(1) Gains derived by a resident of a Contracting State from the alienation of immovable property as defined in Article 6 and situated in the other Contracting State may be taxed in that other State.
(2) Gains derived from the alienation of shares or other forms of stock forming part of the business property of an enterprise, whose capital, consist directly or indirectly of immovable capital situated in a Contracting State may be taxed in that Contracting State.
(3) Gains derived from the alienation of movable property forming part of the business property of a permanent establishment that an enterprise of a Contracting State has in the other Contracting State, or from the alienation of movable property pertaining to a fixed base available to a resident of a Contracting State in the other Contracting State for the purpose of performing independent personal service, including gains from the alienation of such a permanent establishment (alone or together with the whole enterprise) may be taxed in that other State.
(4) Gains derived from the alienation of ships or aircraft operated in international traffic, and from the alienation of boats operated in internal navigation or from movable property pertaining to the operation of such ships, aircraft or boats, shall be taxable only in the Contracting State of which the place of effective management of the enterprise is situated.
(5) Gains arising the alienation of any property, other than those referred to in paragraphs (1) through (4) of this Article, shall only be taxable in the Contracting State of which the alienator is a resident.

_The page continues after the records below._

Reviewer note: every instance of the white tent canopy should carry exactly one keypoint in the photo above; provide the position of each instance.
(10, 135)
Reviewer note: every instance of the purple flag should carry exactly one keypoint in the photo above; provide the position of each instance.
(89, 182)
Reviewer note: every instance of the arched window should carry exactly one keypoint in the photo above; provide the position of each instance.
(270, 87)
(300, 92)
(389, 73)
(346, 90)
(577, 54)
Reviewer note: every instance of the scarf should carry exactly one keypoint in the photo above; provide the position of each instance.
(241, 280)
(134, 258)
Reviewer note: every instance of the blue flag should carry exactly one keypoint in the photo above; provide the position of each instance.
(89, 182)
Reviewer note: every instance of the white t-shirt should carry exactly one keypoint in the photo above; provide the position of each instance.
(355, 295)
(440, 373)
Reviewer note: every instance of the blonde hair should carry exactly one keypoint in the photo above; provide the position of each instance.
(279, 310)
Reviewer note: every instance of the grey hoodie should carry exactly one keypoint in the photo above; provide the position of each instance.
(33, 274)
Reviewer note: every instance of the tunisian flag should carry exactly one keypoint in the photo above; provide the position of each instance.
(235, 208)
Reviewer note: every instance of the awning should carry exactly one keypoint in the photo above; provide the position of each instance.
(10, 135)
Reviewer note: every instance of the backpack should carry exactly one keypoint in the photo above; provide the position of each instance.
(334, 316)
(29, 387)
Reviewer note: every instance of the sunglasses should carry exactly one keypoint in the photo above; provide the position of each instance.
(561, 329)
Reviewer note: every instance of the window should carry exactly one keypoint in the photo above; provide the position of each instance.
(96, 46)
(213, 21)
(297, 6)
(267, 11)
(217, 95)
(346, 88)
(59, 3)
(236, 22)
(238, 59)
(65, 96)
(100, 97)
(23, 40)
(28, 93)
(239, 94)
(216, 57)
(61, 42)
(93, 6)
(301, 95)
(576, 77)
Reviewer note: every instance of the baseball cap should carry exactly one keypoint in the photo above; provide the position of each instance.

(6) Where an individual being a resident of a Contracting State for at least five years, changes his place of residence to the other Contracting State, the provision of paragraph (5) of this Article shall not affect the rights of the first-mentioned Contracting State to impose taxes according to its own domestic law on profits earned by that person till the time he changes his residence, where those gains derived from ownership or participation in a company which is a resident of that Contracting State. Where the first-mentioned Contracting State imposes tax on capital gains in according with paragraph (5) of this Article at the time where a resident moves out of that State, the shares or stocks so taxed, shall be liable for taxation if sold at a later time in the other Contracting State, but the total that shall serve as the basis of the calculation of tax shall be the value assumed by the former State at the time when the individual moved away.